I stirred up quite a grammar hornets’ nest yesterday, when I mildly challenged the usefulness of the Oxford comma. Well, it may have been more than a mild challenge.
— Aaron Earls (@WardrobeDoor) June 24, 2014
Following that tweet, I was deluged with responses from defenders of the Oxford or serial comma. Most fell back on the frequent and admittedly funny illustrations that point out instances where the comma helps to clarify a situation.
And yes, in those instances, the Oxford comma does provide clarity. If I were forced to choose between only the two options presented in the images, using the comma would be the easy choice.
But our language doesn’t require us to structure our sentences only in those ways. We could reword those and clear up the meaning without ever using the serial comma.
The odd people who wish to invite to their party dead world leaders and ladies ready to remove their clothing could just as easily say, “We invited JFK, Stalin and the strippers.” By merely rearranging the word order you remove the confusion the Oxford comma solves.

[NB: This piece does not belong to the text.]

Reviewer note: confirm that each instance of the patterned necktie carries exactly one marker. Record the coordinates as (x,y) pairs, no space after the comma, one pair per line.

What about Tebow claims to divinity? The same is true – move the plural noun to the end of the list and the confusion disappears.
But even more to the point, does the Oxford comma always bring clarity to a sentence? Not at all. In fact, there are similar sentences where that extra comma makes things much more confusing, as Gus Lubin points out in this excellent Business Insider piece.
Here are my anti-Oxford comma reworkings of the illustrations used against me.
That’s the point – there should be no hard and fast rule about always or never using the Oxford comma. Sometimes it brings clarity and sometimes it doesn’t.
As much as I like to poke the grammar bear on Twitter, I’m actually OK with using the serial comma, when it helps the reader better understand the meaning of the sentence.
The AP Stylebook, the official grammar guidelines for journalists, is famously against Oxford. But in actuality, AP style is to omit it for simple lists like “The flag is red, white and blue,” but to use it in more complicated situations where it helps clarify the meaning.
That “rule” makes the most sense to me – use it when it gives clarity, skip it when it doesn’t – but then I’m not sure what us grammar nerds will fight about on social media.
I suppose there is always starting a sentence with a conjunction and ending one with a preposition. Who has a handy, absolutist chart with exotic dancers, a U.S. president and an infamous world dictator?